Reasons behind decline in gas exploration revealed

A rig at an exploration site in deep sea. Natural gas exploration in Tanzania has slowed in recent years. PHOTO | FILE

What you need to know:

  • The government has confirmed that the number of gas exploration licences for eight companies has dropped from 26 to 11 within a decade.

Dar es Salaam. Tanzania’s natural gas exploration activities are dropping amid reports that some investors are contemplating to sell their stakes and focus on other countries.

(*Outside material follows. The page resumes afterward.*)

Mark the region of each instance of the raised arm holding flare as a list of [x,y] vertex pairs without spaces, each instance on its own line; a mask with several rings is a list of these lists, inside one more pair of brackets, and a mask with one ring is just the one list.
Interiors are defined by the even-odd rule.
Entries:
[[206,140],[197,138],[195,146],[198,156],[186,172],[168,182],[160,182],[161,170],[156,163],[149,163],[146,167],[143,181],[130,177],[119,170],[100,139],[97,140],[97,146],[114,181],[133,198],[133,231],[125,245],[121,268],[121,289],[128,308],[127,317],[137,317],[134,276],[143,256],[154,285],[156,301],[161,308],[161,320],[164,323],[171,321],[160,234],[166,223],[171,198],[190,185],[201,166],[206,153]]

The government has confirmed that the number of gas exploration licences for eight companies has dropped from 26 to 11 within a decade.

Recently, Parliament’s Budget Committee asked the government to conduct a thorough analysis on the reasons behind the fall.

US Exxon Mobil is seeking to sell its stake in gas field off Tanzania to develop a bigger project in Mozambique.

Exxon Mobil holds a 35 per cent stake in Tanzania’s deepwater Block 2 field that was discovered early this decade. It holds an estimated 23 trillion cubic feet of gas, according to the website of Norway’s Equinor, which operates the block and holds a 65 per cent stake.

According to the Reuters, the prospect had faced repeated delays in recent years due mainly to a lack of infrastructure and regulation for the country’s nascent oil and gas sector, complicating any sale. The value of the asset was unclear due to early stage of development and uncertain future, the news agency reported. The acting director general of the Petroleum Upstream Regulatory Authority (Pura), Mr Charles Sangweni, told BusinessWeek: “We are very smart with contracts to make sure that we do not repeat the previous mistakes. So companies are annoyed with this and that’s why some of them pull out. As you know this is business and they want to maximise profits.”

He stated that no company had pulled out just for an unfavourable environment. “It just depends on exploration contracts.”

He clarified that the Petroleum Act gives companies 11 years of exploration of which is divided into three consecutive periods of 4:4:3.

“For the first four years, the company will explore the area. If it finds gas, it confines itself to a particular block and then moves to another. If it loses it also loses a half of the bloc and it continues to another for the second four years period.

“If it loses at the second block, it gets another three years. If it loses again it also loses the whole block. But if it gets at the first block and misses at the second block it can apply for the development license. That’s why most companies leave. Even if we would register 100 companies we don’t expect them all to win,” he said.

He also mentions the falling of world market prices, saying the trend discourages some companies to continue with the business fearing to risk their capital.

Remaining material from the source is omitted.